Paul (Douglas Reese)’s review published on Letterboxd:
This review by Logan Kenny is a valid, founded analysis of the violence in this film. In particular, I agree with the assessment the film seems to have an emptiness to how it lingers in many regards with an edgelord thirst for blood. When a specific character is murdered by their spouse and crawling under Appalachian trees for an uncomfortable amount of seconds, it really does start to bring to question "what is the point of all this?"
Yes, this is a violent film. But I'm also going to side with Logan here, even though I'm on the opposite side of this polarity when it comes to the film itself, which I really do believe to be a bit misunderstood, but will also refuse the idea that anybody disgusted by this film need to rethink their stance.
In many regards, it could be said I have bias here. The hopeless, godlessness of post-war (and pre-war) Ohio is ripe for me to scrutinize. The young women, the young men in this. They're of the age that would be my grandparents, and I have only heard the minimal horrible stories of the hills that stretch on down into the Virginias - and that has a lot to do with that evangelical history.
If there's one thing this film does do, and in a very sinister way mind you, is illuminate how compatible the evangelical groupthink is with, say, a couple of serial killers. It invites so much, here, to really chew over. My grandma alone told me stories of how murders would be undisclosed on the basis of community preaching. I don't think it's all that random to include the crooked sheriff in the madness.
If you ask me, that's the pinnacle of Southern Gothic. Much like Williams and the "its always been this way, therefore this is all I know" bigotry and power of the plantation family/setting in Cat on a Hot Tin Roof. Or the general-turned-murderer because he's a repressed gay in Reflections in a Golden Eye. Hell, McCarthy even went a step further with a woman character snipping her nipples off in an act of desperation for control.
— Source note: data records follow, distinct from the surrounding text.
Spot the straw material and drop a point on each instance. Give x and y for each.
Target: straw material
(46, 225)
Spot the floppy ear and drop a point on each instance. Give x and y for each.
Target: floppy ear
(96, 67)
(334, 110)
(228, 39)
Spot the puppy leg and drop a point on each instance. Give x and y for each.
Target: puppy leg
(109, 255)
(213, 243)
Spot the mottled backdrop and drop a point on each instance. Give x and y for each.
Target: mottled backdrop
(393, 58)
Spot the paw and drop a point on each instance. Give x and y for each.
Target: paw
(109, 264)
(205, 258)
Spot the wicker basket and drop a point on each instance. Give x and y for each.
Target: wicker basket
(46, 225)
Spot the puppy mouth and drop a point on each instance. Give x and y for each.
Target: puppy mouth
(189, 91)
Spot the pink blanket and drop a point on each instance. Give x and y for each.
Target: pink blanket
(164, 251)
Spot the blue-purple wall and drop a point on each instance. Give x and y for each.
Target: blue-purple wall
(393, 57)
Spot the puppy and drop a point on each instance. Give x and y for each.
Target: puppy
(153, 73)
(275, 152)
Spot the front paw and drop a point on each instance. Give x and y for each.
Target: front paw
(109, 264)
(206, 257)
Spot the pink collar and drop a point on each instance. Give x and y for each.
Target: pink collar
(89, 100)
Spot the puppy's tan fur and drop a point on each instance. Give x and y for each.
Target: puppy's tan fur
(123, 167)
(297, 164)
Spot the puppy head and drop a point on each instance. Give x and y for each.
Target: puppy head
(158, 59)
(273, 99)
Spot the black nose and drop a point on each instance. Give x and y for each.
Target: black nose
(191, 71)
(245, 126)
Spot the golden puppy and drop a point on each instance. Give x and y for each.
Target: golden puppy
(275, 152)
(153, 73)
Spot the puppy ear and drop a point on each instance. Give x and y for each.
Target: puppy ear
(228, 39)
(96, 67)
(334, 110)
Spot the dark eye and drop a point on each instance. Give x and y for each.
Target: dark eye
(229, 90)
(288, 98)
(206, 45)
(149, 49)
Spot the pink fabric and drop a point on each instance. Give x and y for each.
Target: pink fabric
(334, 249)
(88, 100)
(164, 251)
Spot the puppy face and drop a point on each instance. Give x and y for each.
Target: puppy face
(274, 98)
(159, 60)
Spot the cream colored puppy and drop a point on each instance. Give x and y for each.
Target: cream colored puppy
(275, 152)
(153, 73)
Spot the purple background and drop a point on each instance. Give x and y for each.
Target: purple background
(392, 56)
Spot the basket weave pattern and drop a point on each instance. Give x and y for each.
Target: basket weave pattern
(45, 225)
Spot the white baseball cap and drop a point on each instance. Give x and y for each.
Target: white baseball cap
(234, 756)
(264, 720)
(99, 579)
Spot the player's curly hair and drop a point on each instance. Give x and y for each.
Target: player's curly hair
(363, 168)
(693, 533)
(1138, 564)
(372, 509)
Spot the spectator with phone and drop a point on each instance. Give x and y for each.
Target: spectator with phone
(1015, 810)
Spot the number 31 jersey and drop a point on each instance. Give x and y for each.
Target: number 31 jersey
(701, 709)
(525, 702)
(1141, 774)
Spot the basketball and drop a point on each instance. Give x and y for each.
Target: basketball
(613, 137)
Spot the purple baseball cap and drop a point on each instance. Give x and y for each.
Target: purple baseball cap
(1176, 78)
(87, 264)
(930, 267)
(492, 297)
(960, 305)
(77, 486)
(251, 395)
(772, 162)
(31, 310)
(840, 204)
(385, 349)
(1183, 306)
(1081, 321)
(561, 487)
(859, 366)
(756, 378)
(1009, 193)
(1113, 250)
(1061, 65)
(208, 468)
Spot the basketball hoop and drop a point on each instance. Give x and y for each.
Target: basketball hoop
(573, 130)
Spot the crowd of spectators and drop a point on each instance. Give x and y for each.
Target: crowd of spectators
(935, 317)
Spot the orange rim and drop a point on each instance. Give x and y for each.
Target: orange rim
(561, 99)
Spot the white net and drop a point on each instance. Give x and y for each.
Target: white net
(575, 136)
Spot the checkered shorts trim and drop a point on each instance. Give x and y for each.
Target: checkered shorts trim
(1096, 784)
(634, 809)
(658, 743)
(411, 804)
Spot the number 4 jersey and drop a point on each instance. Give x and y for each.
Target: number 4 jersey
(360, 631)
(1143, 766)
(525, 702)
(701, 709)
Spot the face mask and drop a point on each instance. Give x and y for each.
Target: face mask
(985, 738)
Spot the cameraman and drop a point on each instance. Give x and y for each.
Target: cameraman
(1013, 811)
The Devil All the Time is one mythos-driven representation of a blood-drenched land that has remained drenched in blood that others have collectively swept into the currents of the river. It may join my list of great films that I haven't a thrill to rewatch anytime soon, as I'm definitely understanding its divisiveness.
However, I can't think of piece of work in a while that indicts the passivity and willful ignorance hidden under family, spirit, and other elements of the human condition in that area.
Note: if anything, the reviews praising the brutality of the film without talking about its religious themes or geographical contexts make me really damn uncomfortable.